It's about the size of a shrimp, but this little critter may make a big contribution to our understanding of the earliest days of animal evolution.
The animal is called Chengjiangocaris kunmingensis (C. kunmingensis) and it lived during the Cambrian "explosion" about 500 million years ago, when the planet was bursting with all kinds of sea life.
What's special about this little guy is that when a research team from China, Germany and Britain took a close look, it found bits of fossilized soft tissue that turned out to be an ancient nervous system.
Usually, fossils are made up of hard material like shells and bones, so finding any soft tissue, especially a relatively intact nervous system, is a huge find.
The new findings were published in the Proceedings of the National Academy of Sciences and, according to the study's co-author, shed new light on how the nervous system evolved over millions of years.
A complete specimen of Chengjiangocaris kunmingensis from the early Cambrian Xiaoshiba biota of South China. (Photo courtesy of Jie Yang)
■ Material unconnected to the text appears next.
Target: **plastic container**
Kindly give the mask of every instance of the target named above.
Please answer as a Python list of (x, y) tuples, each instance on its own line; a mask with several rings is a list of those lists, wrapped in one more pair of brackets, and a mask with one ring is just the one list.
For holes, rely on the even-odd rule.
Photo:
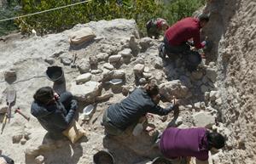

"This is a unique glimpse into what the ancestral nervous system looked like," said co-author Dr. Javier Ortega-Hernández of the University of Cambridge's Department of Zoology. "It's the most complete example of a central nervous system from the Cambrian period."
So what did they learn? They found that the nervous system of C. Kunmingensis was a bit like those of its modern counterparts — spiders, insects and crustaceans — but also had some elements that researchers have never seen before.
Simplify, simplify, simplify
Like today's arthropods, C. Kunmingensis had a nerve cord running the length of its shrimpy body, and little beads of nerve cells called ganglia controlling each individual pair of the little guy's legs.
But when they looked closer, they also found dozens of spindly fibers, each measuring about five thousandths of a millimeter in length and showing up pretty evenly spaced along the animal's nerve cord.
A complete specimen of Chengjiangocaris kunmingensis and the morphological reconstruction. (Photo courtesy of Jie Yang)
The researchers were able to figure out that these little fibers were individual nerves, something no one had ever seen before.
In other words, today's arthropods basically share the same nervous system with their half-billion-year-old ancestors, but one that is less complicated.
That told the researchers that over millions of years, nervous systems may have evolved to do more with less, and the simpler the system the greater the advantage.
For the researchers, it's just another piece in a puzzle millions of years old.
"The more of these fossils we find, the more we will be able to understand how the nervous system — and how early animals — evolved," Ortega-Hernández said.